Türkiye'nin son dört yılda bir kriz girdabında olduğunu ve bunun giderek derinleştiğini söyleyen Temelli şöyle devam etti:
"Bu kampanya gerilim hattında sürmesinin yegane nedeni budur. AKP-MHP bloğunu ısrarla bu hukuksuz nizamı sürdürme gayreti içindedir. Bunu eşi benzeri görülmemiş bir şiddet ve hakaret kampanyası ile yürütmüştür. Bir seçime mi giriyorduk bir savaşa mı beli değildi. GBT kontrollerinden sonra garnizonlaştırılmış şehirlere kadar her şeye şahit olduk. Bir iktidarın kampanyasına şahit olduk. Cumhurbaşkanlığı hükümet sistemi denen şeye ve Cumhurbaşkanlığı’nın vasfını yitirdiğine bu kampanyada tanık oldu. Toplumsal bölücülüğüne ve nefret söylemine tanık olduk. Evet topumu tam da ortadan böldü. Bizler onlar diyerek Kürt düşmanlığı üzerinden nefret söylemini her gün dile getirerek bir şiddet kampanyasını dilde, üslupta sürdürdü."
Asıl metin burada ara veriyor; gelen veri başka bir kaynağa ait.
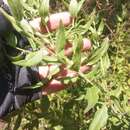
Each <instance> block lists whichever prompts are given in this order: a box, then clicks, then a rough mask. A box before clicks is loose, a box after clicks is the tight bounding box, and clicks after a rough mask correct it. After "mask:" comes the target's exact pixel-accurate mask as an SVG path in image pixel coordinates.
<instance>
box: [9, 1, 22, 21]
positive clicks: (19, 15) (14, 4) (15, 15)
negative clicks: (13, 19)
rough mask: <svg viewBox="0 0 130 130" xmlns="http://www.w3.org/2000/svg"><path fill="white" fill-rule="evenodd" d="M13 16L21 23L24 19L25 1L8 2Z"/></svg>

MA'da yer alan habere göre, "İktidarın seçim sonuçlarını kabul etmez tavrına karşı Anayasa kurumları Anayasa'ya ve hükümlerine göre adım atmalıdır" diyen Sezai Temelli, devam etti:
"YSK Anayasal bir kurumdur seçim adaletine ve seçimin nasıl yapılacağına dair yasalara uymak durumundadır. İtirazları değerlendirirken de mazbataları da verirken de YSK yasaların gereğini yerine getirmelidir. Bu çerçevede yeniden 31 Mart neyi ifade ediyor dediğimizde; bu süreci ifade etmesi öncesinde önümüzdeki dönem için politik ve toplumsal mücadele sürecine dair önemli bir perspektif sunmaktadır. "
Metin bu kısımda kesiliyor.